4.2. Choice of Simulation for the Fragmentation Task

We have only shown results for the present framework using one type of simulation, namely the arepo suite of M51 realizations. We also examined an arepo simulation of the central molecular zone (CMZ), the arepo-CMZ simulation (Sormani et al. 2020). The arepo-CMZ simulation contains relatively compact clouds with extreme velocity dispersions and a threshold density for the formation of sink particles an order of magnitude higher than that for the M51 simulation, meaning that the ISM is allowed to fragment further before forming sink particles. By binning the density PDFs of the arepo-CMZ simulation in the same way as done for the M51 simulation (Figure 3), we can compare the PDF shapes and the resulting line luminosity for two different simulations. At high volume-averaged gas densities, the mean PDF shapes are similar in the two simulations, but at lower densities ($\mathrm{log}{n}_{{\rm{H}}}\lt 0$), the arepo-CMZ simulation returns PDFs with relatively more mass at higher densities. The resulting line luminosities using the arepo-CMZ PDF table are in general higher (up to 0.27 dex on average for [O iii]88) except for the CO lines, which are lower by up to 0.19 dex on average. In Figure 15 in Appendix E we show the line luminosity for bins in mass-weighted hydrogen density for all cells in the simba-25 galaxy shown in the top panels of Figure 6 with different assumptions for the sub-grid density PDF. We conclude that the galaxy region sampled can be important, although a better test would be to compare with an entirely different galaxy simulation (not just a special region like the CMZ).
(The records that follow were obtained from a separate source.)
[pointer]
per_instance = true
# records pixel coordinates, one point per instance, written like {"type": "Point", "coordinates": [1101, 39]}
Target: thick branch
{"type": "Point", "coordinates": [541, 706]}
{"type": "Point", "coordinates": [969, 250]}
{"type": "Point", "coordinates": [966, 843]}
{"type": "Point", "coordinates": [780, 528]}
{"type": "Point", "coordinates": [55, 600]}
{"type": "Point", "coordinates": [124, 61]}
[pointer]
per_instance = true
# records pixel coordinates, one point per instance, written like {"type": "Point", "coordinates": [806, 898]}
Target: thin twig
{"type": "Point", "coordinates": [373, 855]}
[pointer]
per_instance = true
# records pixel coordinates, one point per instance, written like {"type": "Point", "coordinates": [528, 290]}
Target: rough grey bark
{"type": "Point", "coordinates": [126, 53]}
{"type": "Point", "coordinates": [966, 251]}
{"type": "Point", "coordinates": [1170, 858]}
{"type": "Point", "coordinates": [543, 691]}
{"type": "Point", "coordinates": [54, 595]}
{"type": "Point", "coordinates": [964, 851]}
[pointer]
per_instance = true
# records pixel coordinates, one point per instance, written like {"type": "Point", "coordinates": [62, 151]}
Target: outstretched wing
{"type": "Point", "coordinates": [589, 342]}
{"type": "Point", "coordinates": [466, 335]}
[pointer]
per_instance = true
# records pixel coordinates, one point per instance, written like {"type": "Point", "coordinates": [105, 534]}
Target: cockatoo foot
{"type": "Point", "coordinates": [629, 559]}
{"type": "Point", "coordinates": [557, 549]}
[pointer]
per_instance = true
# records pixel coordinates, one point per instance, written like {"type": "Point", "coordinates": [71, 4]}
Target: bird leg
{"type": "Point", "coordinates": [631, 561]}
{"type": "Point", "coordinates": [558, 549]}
Another caveat associated with the approximations used for the arepo-M51 simulations is a tendency for the clouds to be too long-lived, which might in turn yield too little SFR for a given surface density. Of relevance to sígame, this could mean that we are overestimating the number of clouds (i.e., dense gas mass fraction in the PDF) for a given SFR volume density. However, choosing a completely different galaxy simulation technique (e.g., models run with adaptive mesh refinement codes such as ramses, enzo, or athena—Teyssier 2002; Bryan et al. 2014; Kim & Ostriker 2017) might return different PDFs, the effect of which we have not studied. Instead, we have focused on making the current version of sígame flexible and publicly available so that the user can include any high-resolution simulation for the gas fragmentation if they so desire.

4.3. Small-scale Radiation Field Structure

As discussed in the previous section, this version of sígame fragments the gas density on scales smaller than the Skirt cell sizes (typically larger than ∼15 pc), thereby allowing for clumps of higher densities on scales not resolved by the parent simulation. In a similar manner, we could also expect the radiation field to be fragmented such that the mass-weighted FUV flux distribution on parsec scales can differ substantially from the overall cell mean flux value and allow for parsec-size features such as H ii regions or shielded, dense, molecular cores. Judging from the overall agreement between simulated and observed lines, we speculate that most of the FIR lines considered here arise from structures of larger extent where parsec resolution in radiation is not necessary, with the exception of [O i]63, which is overestimated. The continued overestimation of the [O i]63 and CO(3–2) line emission by our default run (see Figure 9) suggests that a more careful treatment of the sub-grid attenuation and/or other features remains missing, however. A proper treatment of the flux distribution on these scales would require considerations about the properties of natal clouds around young stars, as demonstrated with the one-dimensional stellar feedback model warpfield (Rahner et al. 2017). In addition, [C ii] and [O iii]88 remain slightly overestimated, both of which originate mainly in the atomic ISM phase in our model, hinting at an overestimation of atomic gas mass versus ionized gas mass in our gas fragmentation scheme.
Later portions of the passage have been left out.